The distributed and decentralized ledgers known as Blockchains have been hailed as impenetrably secure by many in the cryptocurrency community. However, some of these systems are not as impregnable as originally thought.
As public awareness of cryptocurrencies has grown and token valuations have skyrocketed in recent years, hackers and scammers may have had additional incentive to find a way to steal digital currencies, given the potential of even higher payments one day.

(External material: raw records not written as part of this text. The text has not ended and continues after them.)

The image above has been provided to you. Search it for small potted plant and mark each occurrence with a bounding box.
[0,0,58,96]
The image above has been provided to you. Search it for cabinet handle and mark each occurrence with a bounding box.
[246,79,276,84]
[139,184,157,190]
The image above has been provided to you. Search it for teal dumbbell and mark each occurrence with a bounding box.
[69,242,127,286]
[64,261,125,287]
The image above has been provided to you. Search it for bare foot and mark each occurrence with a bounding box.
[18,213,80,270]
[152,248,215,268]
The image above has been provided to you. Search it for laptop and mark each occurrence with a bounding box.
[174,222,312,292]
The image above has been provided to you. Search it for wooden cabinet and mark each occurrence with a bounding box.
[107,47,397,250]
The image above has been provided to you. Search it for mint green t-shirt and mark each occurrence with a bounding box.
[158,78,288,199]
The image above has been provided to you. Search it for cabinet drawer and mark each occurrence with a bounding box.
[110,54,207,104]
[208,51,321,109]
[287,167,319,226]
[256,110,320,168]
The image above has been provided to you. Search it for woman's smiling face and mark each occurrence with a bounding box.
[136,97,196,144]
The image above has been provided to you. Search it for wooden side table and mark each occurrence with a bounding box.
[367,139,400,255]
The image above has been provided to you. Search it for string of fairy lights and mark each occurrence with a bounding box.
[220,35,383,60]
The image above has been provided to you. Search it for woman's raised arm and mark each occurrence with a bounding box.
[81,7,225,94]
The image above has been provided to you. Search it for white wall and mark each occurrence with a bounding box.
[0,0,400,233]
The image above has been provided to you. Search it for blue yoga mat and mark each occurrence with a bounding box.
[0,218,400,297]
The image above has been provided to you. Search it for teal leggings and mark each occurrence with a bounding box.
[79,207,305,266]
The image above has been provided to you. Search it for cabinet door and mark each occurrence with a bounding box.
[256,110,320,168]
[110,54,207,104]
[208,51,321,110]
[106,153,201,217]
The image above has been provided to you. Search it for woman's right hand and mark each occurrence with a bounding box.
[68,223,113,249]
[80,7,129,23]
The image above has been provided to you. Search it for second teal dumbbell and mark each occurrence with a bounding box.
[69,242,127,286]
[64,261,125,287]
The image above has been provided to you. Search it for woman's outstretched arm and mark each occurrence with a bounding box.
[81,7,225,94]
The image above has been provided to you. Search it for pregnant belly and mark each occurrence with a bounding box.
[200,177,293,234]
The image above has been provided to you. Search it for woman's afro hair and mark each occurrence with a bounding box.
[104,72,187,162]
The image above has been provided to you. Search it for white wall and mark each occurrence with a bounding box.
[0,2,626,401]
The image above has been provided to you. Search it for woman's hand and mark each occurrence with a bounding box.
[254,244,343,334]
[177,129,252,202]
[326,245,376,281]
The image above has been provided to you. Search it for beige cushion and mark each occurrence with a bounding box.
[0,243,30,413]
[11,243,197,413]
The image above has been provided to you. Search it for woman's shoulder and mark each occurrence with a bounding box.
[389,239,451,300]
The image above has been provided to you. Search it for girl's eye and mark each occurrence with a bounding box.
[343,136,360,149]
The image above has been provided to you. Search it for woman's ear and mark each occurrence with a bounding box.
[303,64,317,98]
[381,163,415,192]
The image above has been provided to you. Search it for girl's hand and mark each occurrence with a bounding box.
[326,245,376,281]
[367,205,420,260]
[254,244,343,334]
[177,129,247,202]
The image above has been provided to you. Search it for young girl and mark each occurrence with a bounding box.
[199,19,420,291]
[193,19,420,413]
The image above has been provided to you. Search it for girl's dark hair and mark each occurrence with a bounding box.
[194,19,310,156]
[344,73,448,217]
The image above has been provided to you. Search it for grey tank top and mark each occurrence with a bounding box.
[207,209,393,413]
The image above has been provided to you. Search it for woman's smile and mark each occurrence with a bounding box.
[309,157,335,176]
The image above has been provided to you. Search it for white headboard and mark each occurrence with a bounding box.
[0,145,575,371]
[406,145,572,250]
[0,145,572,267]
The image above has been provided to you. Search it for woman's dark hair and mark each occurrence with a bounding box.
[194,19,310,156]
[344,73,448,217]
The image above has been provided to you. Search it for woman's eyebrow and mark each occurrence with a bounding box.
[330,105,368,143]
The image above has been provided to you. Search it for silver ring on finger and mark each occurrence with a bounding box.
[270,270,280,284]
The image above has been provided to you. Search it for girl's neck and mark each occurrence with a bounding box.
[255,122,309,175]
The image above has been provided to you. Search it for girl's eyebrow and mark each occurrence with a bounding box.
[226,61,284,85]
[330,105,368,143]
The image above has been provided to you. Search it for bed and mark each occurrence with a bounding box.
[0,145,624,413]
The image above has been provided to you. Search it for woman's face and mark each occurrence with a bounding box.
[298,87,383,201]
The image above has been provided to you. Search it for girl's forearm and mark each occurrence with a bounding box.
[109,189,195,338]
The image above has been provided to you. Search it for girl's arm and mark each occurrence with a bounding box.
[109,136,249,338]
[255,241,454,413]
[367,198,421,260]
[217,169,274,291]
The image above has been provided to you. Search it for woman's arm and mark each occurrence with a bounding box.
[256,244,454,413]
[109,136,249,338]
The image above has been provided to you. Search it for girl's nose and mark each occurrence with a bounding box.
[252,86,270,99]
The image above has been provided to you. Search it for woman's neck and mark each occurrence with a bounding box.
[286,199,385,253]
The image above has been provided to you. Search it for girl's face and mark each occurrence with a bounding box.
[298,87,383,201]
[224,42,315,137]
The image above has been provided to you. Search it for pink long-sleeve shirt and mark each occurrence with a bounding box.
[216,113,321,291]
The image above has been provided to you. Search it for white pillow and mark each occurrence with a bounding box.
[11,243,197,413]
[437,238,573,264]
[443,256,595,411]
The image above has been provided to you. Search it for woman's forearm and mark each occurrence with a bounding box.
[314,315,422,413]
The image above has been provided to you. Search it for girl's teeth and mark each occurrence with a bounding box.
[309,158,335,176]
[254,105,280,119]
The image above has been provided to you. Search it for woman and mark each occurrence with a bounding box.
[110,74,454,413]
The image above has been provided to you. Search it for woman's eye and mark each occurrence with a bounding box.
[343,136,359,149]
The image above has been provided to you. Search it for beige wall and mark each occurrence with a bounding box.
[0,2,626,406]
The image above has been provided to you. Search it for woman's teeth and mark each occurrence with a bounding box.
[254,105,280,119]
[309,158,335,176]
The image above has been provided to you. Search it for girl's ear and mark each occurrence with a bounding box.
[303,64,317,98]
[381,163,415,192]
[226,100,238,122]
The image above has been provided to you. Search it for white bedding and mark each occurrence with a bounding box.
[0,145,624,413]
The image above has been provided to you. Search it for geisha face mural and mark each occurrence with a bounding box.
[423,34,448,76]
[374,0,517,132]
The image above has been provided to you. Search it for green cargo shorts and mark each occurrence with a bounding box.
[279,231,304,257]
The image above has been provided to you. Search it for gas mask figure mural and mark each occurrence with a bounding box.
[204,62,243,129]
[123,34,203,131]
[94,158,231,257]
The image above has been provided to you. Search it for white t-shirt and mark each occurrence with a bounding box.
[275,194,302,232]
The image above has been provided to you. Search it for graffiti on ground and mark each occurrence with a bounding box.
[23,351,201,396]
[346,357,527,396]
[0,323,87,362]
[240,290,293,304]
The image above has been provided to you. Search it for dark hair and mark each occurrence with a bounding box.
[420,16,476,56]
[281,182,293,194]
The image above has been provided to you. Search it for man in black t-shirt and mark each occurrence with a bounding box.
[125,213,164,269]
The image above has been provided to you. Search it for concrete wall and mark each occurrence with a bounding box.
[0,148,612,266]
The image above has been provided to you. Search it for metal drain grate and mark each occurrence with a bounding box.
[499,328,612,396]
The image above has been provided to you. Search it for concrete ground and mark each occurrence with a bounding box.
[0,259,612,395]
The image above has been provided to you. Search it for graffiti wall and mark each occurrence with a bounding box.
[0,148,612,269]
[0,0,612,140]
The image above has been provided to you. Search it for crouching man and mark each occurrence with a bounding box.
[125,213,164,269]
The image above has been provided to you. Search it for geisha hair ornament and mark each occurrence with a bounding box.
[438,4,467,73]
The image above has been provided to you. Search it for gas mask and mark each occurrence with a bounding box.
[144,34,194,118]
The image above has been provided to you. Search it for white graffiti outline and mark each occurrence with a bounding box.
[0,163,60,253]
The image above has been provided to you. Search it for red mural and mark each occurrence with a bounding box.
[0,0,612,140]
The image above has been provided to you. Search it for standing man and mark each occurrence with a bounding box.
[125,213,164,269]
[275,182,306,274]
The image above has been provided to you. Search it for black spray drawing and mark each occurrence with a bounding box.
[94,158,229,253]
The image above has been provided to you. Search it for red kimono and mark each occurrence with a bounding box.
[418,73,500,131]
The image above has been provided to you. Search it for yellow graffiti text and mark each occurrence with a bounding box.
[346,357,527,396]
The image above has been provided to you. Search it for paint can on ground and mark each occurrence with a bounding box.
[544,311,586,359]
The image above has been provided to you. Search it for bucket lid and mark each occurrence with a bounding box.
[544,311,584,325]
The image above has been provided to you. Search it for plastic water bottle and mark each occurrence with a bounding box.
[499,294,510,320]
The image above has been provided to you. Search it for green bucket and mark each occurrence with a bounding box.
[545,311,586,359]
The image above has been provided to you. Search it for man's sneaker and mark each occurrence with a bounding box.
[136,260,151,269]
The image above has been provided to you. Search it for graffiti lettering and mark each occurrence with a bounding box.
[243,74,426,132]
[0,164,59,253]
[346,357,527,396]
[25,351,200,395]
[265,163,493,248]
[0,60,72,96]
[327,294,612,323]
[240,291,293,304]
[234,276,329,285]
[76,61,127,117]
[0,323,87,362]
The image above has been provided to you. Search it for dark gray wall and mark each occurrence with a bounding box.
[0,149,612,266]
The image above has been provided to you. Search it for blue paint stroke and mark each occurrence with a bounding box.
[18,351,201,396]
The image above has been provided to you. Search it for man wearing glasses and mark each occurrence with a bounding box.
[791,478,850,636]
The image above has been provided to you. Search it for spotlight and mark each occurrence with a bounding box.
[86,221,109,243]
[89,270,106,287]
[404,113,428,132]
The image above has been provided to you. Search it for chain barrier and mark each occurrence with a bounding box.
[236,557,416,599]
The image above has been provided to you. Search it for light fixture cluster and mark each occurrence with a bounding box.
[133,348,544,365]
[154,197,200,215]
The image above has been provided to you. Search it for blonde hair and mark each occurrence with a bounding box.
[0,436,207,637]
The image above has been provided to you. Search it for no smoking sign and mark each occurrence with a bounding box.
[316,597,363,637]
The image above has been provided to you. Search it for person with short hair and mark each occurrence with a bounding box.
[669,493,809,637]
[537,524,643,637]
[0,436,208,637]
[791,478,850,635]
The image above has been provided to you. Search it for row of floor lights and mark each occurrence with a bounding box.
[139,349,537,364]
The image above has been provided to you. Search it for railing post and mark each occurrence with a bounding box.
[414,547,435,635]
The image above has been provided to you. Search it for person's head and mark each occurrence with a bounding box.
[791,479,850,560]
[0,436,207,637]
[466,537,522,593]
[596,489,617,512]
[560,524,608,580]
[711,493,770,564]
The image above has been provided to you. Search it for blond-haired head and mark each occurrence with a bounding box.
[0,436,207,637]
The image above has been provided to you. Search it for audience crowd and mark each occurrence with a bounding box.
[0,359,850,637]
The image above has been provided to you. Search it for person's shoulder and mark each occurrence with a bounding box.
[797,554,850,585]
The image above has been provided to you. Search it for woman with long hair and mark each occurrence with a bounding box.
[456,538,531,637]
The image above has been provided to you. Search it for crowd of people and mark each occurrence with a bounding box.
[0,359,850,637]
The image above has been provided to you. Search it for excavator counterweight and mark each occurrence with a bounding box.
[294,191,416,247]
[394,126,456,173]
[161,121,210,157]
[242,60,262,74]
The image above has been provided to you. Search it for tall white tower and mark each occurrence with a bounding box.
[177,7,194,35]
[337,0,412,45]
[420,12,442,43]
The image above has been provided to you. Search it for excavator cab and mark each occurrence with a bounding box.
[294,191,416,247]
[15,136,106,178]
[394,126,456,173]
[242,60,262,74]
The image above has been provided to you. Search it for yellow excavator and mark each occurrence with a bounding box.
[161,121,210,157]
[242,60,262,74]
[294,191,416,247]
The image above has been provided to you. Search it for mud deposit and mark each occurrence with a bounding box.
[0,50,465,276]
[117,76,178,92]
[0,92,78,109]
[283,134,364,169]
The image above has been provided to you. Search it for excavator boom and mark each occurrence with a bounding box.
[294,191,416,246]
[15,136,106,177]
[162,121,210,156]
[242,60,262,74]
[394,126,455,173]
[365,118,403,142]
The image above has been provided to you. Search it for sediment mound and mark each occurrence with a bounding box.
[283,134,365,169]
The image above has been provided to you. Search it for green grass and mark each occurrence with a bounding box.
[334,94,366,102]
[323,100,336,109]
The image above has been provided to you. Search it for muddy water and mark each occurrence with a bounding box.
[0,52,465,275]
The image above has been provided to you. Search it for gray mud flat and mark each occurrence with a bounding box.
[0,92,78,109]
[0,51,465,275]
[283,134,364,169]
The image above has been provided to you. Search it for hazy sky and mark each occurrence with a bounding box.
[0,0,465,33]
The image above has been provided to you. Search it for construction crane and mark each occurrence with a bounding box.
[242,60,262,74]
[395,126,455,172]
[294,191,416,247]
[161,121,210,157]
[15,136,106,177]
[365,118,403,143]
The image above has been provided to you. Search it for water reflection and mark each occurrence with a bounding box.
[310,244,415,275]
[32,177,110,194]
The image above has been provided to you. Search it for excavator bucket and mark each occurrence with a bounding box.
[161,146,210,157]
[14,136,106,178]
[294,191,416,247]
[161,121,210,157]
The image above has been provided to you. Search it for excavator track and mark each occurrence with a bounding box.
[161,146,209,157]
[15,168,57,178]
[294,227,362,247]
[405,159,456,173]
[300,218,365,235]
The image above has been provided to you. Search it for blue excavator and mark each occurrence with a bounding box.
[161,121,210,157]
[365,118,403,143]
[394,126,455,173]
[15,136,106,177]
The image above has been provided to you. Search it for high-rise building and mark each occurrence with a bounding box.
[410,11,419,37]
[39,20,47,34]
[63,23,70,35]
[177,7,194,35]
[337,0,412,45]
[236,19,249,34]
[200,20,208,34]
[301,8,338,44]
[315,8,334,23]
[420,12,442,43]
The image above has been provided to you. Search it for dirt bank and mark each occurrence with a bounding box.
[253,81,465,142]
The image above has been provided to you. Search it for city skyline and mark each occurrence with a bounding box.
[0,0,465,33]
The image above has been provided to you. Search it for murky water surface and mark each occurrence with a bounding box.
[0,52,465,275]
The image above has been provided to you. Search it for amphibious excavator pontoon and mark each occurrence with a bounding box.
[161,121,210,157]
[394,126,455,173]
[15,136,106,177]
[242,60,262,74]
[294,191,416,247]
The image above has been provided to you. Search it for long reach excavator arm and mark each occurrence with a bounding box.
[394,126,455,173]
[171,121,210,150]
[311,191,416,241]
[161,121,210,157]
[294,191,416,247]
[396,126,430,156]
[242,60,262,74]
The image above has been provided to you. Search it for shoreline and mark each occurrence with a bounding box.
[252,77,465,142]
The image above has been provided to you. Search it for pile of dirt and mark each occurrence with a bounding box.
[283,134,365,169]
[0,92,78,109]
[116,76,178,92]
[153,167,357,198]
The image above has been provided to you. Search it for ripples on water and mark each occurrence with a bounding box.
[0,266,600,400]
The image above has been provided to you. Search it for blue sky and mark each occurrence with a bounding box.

In fact, stealing cryptocurrency—again, when tokens are hugely popular in part because they’ve been marketed as highly secure ways to transact and store value—has become big business.
In 2022, a record $3.8 billion worth of crypto tokens was stolen globally. A vast majority of stolen tokens (around 80% last year) were taken from decentralized finance (DeFi) protocols, and two-thirds of DeFi thefts involved cross-chain bridging protocols. These bridges allow users to trade assets across different Blockchains and typically hold large reserves of different tokens, potentially opening them up to increased attention from thieves and reducing security within a single Blockchain ecosystem.
Nonetheless, Blockchain and crypto hacks seem to be bolder than ever. Below is a closer look at the most brazen Blockchain and cryptocurrency hacks in history.
Binance Suffers BNB-Related Hack
In late 2022, Binance suffered losses of around $570 million, when hackers were able to exploit a smart contract bug that left the Blockchain vulnerable. The crooks used the BSC Token Hub cross-chain bridge to create additional Binance Coins (BNB) and withdraw around 2 million of these tokens, which are native to Binance.
FTX Implodes and Thieves Take Advantage
One of the boldest crypto heists is also one of the most recent. In November 2022, cryptocurrency exchange and hedge fund FTX dominated the news when it filed for Chapter 11 bankruptcy, eventually collapsing entirely. On the same day, the thieves stole more than $600 million from the company’s cryptocurrency wallets. The brazen attack may have capitalized on internal turmoil, prompting the company to later announce to users that their own apps were hacked and they should remove them. Unfortunately, the theft left many FTX account holders without a token.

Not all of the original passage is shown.